Playwright page.pdf() only gets one page


I have been trying to convert html to pdf. I have tried a lot of tools but none of them work. Now I am using playwright, it is converting the Page to PDF but it only gets the first screen view. From that page the content from right is trimmed.

import os
import time
import pathlib
from playwright.sync_api import sync_playwright

filePath = os.path.abspath("Lab6.html")
fileUrl = pathlib.Path(filePath).as_uri()
fileUrl = "file://C:/Users/PMYLS/Desktop/Code/ScribdPDF/Lab6.html"
with sync_playwright() as p:
    browser = p.chromium.launch()
    page = browser.new_page()
    page.goto(fileUrl)
    for i in range(5): #(The scroll is not working)
        page.mouse.wheel(0, 15000)
        time.sleep(2)
    page.wait_for_load_state('networkidle') 
    page.emulate_media(media="screen")
    page.pdf(path="sales_report.pdf")
    browser.close()

Html View

Html view

PDF file after running script pdf view I have tried almost every tool available on the internet.

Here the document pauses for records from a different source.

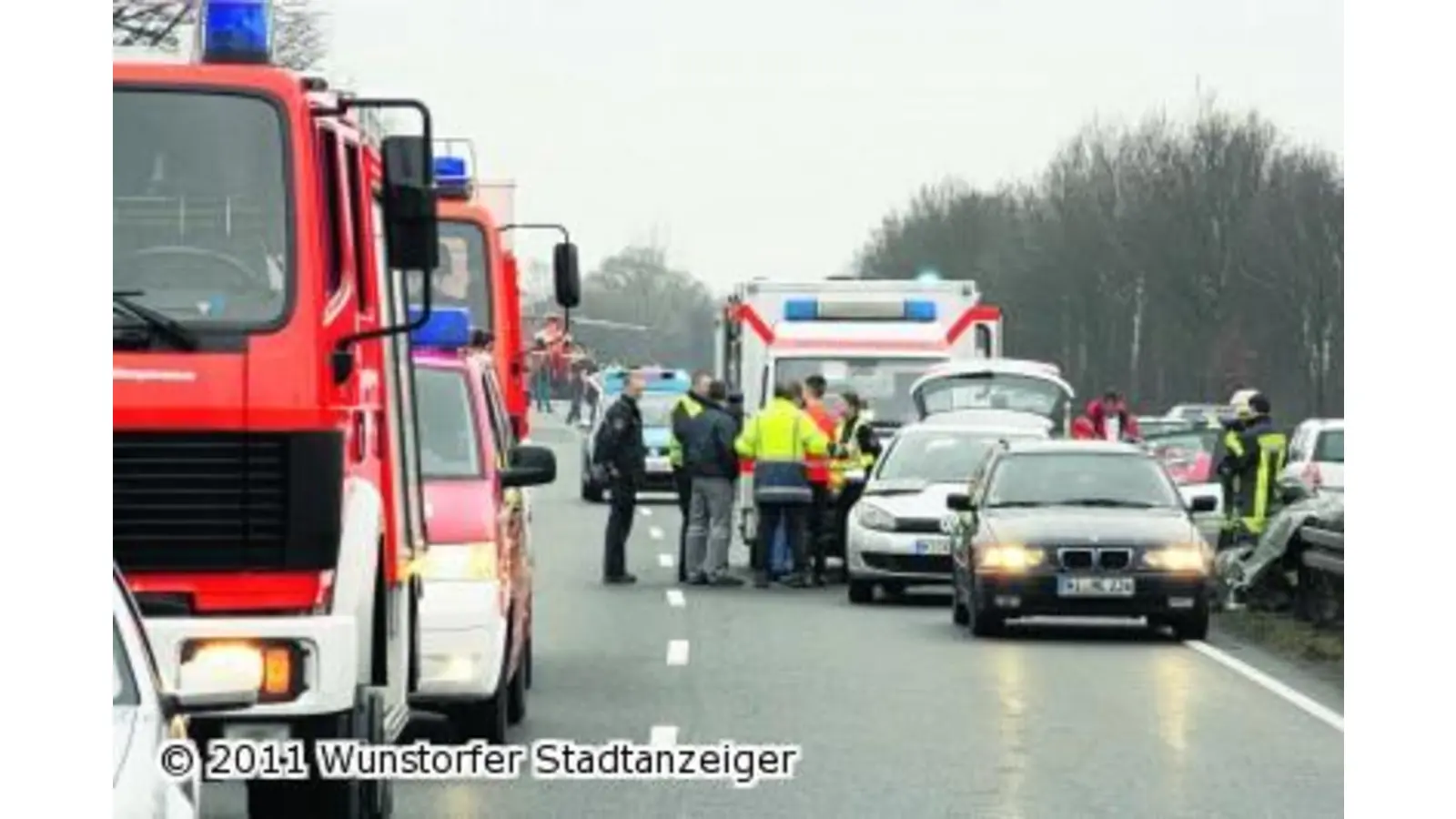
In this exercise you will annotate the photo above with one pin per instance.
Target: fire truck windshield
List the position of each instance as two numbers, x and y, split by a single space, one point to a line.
200 206
885 383
462 280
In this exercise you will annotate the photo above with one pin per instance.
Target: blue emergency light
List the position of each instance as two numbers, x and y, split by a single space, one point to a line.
810 309
448 329
237 31
451 175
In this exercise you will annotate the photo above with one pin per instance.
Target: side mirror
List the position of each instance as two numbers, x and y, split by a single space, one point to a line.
201 691
529 467
411 227
567 274
1203 504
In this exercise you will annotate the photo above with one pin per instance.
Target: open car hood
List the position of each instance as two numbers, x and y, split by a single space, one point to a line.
994 383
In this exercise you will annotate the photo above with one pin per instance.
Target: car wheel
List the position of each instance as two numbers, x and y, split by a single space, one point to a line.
1193 625
982 622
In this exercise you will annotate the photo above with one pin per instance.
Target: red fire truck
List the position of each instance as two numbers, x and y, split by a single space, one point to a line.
267 499
480 274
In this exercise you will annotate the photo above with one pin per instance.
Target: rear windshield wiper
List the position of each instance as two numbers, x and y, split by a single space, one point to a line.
159 324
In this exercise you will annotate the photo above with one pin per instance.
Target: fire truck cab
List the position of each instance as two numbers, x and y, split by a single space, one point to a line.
478 271
267 497
873 337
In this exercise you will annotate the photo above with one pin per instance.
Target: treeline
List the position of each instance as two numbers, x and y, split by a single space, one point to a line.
1174 261
637 308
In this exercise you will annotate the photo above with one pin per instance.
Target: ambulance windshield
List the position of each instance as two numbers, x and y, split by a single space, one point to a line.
200 206
462 278
885 383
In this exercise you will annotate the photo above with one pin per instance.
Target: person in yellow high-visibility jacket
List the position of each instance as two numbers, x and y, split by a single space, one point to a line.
779 440
855 453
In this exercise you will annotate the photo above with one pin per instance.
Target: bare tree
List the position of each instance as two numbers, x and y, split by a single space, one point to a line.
298 36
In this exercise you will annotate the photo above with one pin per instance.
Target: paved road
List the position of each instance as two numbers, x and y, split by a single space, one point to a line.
899 713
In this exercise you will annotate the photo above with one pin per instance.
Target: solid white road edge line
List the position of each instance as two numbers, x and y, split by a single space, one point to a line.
677 652
1300 702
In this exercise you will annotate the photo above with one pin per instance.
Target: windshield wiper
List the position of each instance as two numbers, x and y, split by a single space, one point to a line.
155 321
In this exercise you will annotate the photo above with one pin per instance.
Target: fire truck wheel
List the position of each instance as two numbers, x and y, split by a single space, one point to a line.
516 705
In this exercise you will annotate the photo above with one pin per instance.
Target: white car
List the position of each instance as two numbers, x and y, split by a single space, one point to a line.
1317 455
145 714
895 532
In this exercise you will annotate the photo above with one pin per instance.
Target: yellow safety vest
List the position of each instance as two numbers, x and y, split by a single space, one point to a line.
852 460
674 448
1273 452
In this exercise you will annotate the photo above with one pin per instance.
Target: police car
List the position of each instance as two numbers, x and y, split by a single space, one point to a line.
662 390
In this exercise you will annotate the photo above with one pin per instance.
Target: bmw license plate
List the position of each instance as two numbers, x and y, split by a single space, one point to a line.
932 547
1096 586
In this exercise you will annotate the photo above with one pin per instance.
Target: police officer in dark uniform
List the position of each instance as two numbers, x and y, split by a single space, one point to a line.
621 453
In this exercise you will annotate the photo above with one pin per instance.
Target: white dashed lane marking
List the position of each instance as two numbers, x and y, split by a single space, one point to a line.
677 652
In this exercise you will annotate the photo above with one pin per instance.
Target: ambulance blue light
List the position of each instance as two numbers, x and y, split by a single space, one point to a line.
801 309
450 172
917 310
448 329
237 31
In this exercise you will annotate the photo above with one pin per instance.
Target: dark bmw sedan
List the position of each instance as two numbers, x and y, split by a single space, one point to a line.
1074 528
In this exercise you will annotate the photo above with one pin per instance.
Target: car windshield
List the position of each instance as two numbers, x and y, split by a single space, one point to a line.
462 278
885 383
1081 479
449 443
939 457
200 206
123 682
1331 446
994 390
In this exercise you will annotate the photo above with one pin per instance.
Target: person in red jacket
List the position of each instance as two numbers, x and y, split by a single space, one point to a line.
820 526
1111 420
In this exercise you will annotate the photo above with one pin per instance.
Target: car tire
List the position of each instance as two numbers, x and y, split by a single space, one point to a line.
1193 625
982 622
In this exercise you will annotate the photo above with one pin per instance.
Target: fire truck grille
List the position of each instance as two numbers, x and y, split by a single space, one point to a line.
223 501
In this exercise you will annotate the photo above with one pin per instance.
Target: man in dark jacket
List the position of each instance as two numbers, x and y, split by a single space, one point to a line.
711 464
621 453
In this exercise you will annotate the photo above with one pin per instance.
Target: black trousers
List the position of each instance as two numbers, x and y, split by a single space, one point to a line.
795 523
848 497
820 528
683 482
619 525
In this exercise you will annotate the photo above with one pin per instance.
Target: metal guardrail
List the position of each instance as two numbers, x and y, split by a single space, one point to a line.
1321 592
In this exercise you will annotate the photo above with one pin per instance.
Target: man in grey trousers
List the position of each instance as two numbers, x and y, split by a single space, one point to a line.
713 464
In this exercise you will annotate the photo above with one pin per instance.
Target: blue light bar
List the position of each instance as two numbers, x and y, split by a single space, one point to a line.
919 310
448 329
237 31
801 309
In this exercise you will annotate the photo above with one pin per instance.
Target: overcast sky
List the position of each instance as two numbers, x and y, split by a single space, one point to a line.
769 137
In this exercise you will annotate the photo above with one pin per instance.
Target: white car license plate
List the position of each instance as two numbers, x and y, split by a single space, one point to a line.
932 547
1096 586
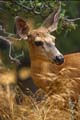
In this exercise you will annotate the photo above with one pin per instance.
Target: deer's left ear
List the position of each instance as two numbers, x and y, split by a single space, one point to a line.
51 22
21 28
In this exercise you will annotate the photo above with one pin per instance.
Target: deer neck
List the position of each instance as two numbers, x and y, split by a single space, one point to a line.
43 73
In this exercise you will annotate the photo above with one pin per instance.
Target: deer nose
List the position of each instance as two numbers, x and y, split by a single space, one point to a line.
59 59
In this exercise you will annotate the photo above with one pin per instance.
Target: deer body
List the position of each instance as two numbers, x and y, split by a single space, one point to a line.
45 73
49 69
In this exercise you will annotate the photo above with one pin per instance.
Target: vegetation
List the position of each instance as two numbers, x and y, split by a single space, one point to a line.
14 105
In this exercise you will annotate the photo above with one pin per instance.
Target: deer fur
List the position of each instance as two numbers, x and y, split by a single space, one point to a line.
47 74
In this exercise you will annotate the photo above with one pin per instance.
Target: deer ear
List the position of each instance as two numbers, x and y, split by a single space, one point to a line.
21 28
51 22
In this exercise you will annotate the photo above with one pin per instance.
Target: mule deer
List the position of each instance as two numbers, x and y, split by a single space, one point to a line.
49 68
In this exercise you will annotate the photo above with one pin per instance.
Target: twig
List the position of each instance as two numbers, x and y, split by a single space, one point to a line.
14 59
71 20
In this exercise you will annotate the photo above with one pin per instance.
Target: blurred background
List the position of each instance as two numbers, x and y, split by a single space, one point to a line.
35 11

I also used selenium but same results. I thought it was due to page not loaded properly, I added wait and manually scrolled the whole page to load the content. All giving same results.

The html I am converting https://drive.google.com/file/d/16jEq52iXtAMCg2FDt3VbQN0dCQmdTip_/view?usp=sharing


Solution

  • Here's a somewhat dirty solution that worked on my end. The sleep and scroll isn't great and can probably be improved, but I'll leave this as a starter and see if I have time to tighten it up later (feel free to do the same).

    from playwright.sync_api import sync_playwright # 1.37.0
    from time import sleep
    
    
    with open("index.html") as f:
        html = f.read()
    
    with sync_playwright() as p:
        browser = p.chromium.launch()
        page = browser.new_page()
        page.set_content(html)
    
        # focus inside the annoying border to enable scroll
        page.click(".document_container")
    
        for i in range(10):
            page.mouse.wheel(0, 2500)
            sleep(0.5)
    
        # strip out the annoying border that messes up PDF generation
        page.evaluate("""() => {
            const el = document.querySelector(".document_scroller");
            el.parentElement.appendChild(el.querySelector(".document_container"));
            el.remove();
        }""")
        page.emulate_media(media="screen")
        page.pdf(path="sales_report.pdf")
        browser.close()
    

    Two tricks:

    1. Clicking inside the border area enables scrolling, which appears necessary to get everything to load.
    2. Ripping out the annoying border allows the PDF generation to capture all pages. When the border is present, there's no scroll on the main body, only on the interior container, which the PDF capture doesn't seem to understand.